Need help with reading SMART report

Good day, guys!

Really need help on deciding if I should replace the disk.

The smart report for the disk could be found here admin@athena[~]$ sudo smartctl -x /dev/sdg[sudo] password for admin: smartct - Pastebin.com (smartctl -x /dev/sdg)

For some time the disk gave Extended offline error (x3 times) on 90 per cent completition. After ordering a new disk, I decided to try few things with the disk to “revive” it:

  • tried to offline the disk from pool,
  • format it (long zeroed format)
  • put the disk back in into the pool.

Additionally, swapped the sata cable from MB to the disk.

After that, two of the extended test and one short finished with no errors.

So the question is: should I pay and replace the disk, or cancel the new disk ordering.

Thank you in advance!

If you are running RAIDZ2 then I would continue using the old disk and put the new one in your cupboard just in case…

I agree.

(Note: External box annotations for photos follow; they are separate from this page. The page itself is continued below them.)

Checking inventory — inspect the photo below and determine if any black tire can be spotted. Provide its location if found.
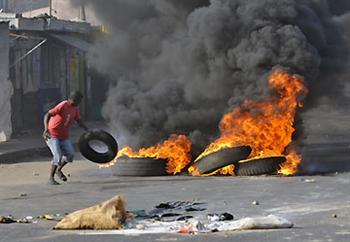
[78,130,118,164]
[194,146,252,174]
[112,157,168,176]
[235,156,286,176]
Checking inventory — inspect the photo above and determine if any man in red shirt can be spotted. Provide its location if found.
[43,91,88,185]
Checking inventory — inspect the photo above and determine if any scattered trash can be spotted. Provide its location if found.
[206,215,294,231]
[38,214,57,220]
[176,215,193,221]
[303,178,316,183]
[128,209,149,218]
[207,213,220,222]
[185,206,205,212]
[16,218,32,224]
[54,196,127,230]
[0,215,16,224]
[81,215,294,235]
[155,201,203,211]
[207,213,234,222]
[252,201,260,205]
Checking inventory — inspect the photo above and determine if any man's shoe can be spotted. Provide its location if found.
[56,171,67,182]
[47,178,60,186]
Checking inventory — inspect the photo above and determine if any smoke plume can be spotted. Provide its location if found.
[72,0,347,148]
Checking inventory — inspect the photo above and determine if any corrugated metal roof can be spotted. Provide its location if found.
[51,34,91,52]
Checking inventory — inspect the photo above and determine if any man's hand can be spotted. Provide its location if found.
[43,130,51,140]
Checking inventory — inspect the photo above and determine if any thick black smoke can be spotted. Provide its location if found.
[73,0,346,148]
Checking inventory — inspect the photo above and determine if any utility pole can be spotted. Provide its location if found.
[80,1,86,21]
[49,0,52,17]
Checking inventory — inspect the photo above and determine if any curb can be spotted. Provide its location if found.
[0,143,78,165]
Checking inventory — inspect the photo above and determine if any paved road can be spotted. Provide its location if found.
[0,154,350,242]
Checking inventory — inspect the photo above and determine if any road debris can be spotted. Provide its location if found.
[0,215,16,224]
[50,196,294,235]
[54,196,127,230]
[80,215,294,235]
[207,213,234,222]
[303,178,316,183]
[252,201,260,205]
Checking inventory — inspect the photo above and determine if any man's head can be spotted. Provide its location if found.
[68,91,83,106]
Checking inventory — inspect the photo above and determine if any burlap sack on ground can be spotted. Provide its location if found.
[54,196,127,230]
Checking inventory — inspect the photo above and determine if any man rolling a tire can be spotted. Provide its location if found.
[43,91,88,185]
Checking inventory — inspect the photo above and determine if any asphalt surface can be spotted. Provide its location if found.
[0,154,350,242]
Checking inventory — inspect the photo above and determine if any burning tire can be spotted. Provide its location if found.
[78,130,118,164]
[193,146,252,174]
[113,157,168,176]
[235,156,286,176]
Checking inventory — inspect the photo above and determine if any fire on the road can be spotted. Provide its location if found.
[189,69,308,175]
[101,69,308,175]
[100,135,192,175]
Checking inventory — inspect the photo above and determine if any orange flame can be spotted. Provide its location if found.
[100,135,192,175]
[193,69,308,175]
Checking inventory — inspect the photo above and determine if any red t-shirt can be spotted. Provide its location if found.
[48,101,80,139]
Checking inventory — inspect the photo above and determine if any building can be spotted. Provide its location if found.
[0,0,8,12]
[0,13,102,142]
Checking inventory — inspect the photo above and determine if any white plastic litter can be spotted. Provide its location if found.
[80,215,294,235]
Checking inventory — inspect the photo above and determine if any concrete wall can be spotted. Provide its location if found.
[0,22,13,142]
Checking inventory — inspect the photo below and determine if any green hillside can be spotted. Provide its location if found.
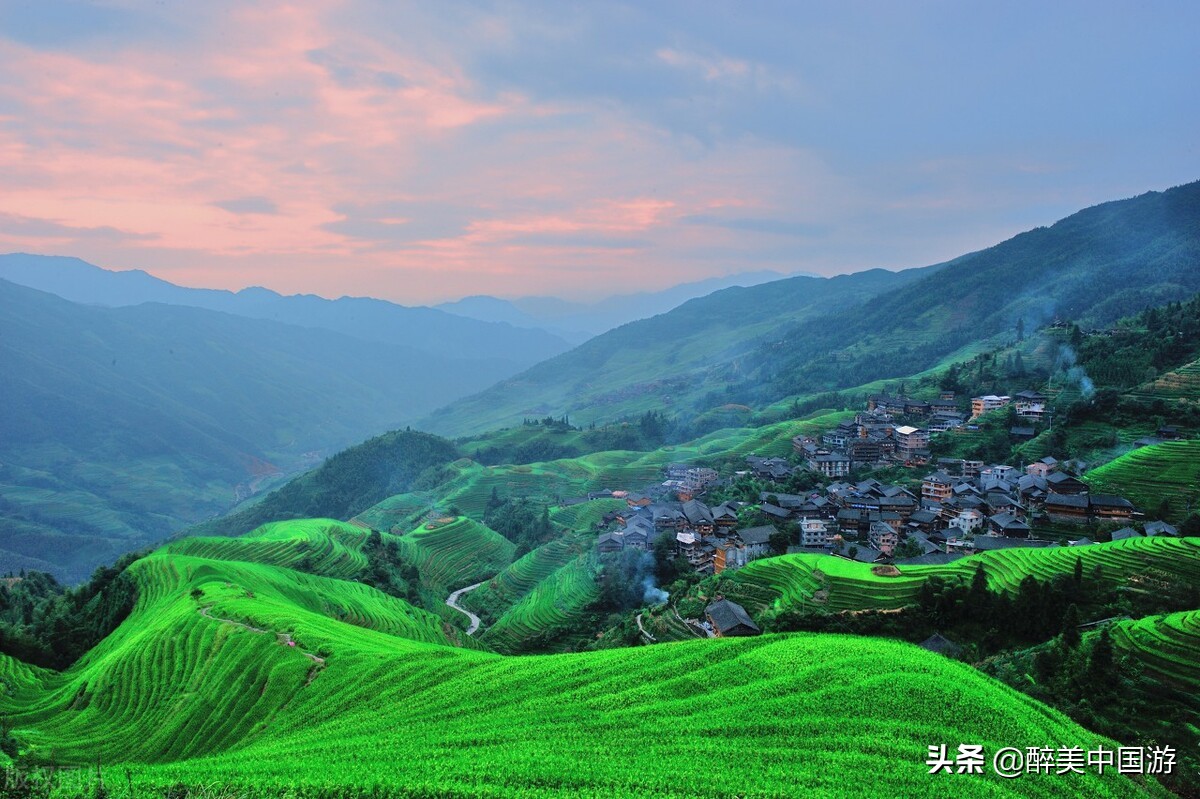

The disk itself looks good - zero reallocated sectors - and it looks fine now.

That said, I would personally cancel the order - because putting a new disk in a cupboard means that you are running down the warranty before it has even been used.

@Protopia what could be the reason for such situation?

My only thoughts bad PowerSupply or orico m2 to x6 sata hba.

Where should I start looking in order to find “the answer”?

Have you got a heatsink on the controller chip?

A few issues are discussed in this thread, there’s some good info, pity it devolved and the thread got locked.

I can’t see why a bad SATA cable would cause a problem at a specific LBA, so I guess the “long zeroed format” (??? I have no idea what this is and how you do it - and would be interested to know for the future) probably fixed it.

I would just keep an eye on your regular long test results in case it starts to fail again. (Implement the @joeschmuck Multi-Report script so that you get notified by email whenever there is a problem like that.)

Wiping the disk with “fill with zeroes” will do that, on the disks page.

It can “fix” pending sectors… but I find the fix is normally temporary, once defects begin to grow they seem to continue… generally.

1 Like

No, simple chip with no heatsink.

Seeing this, I’m getting back to the idea of swapping the disk? But the question still stands, why it happend, and why software solution resolved hardware issue (if the disk is really almost broken).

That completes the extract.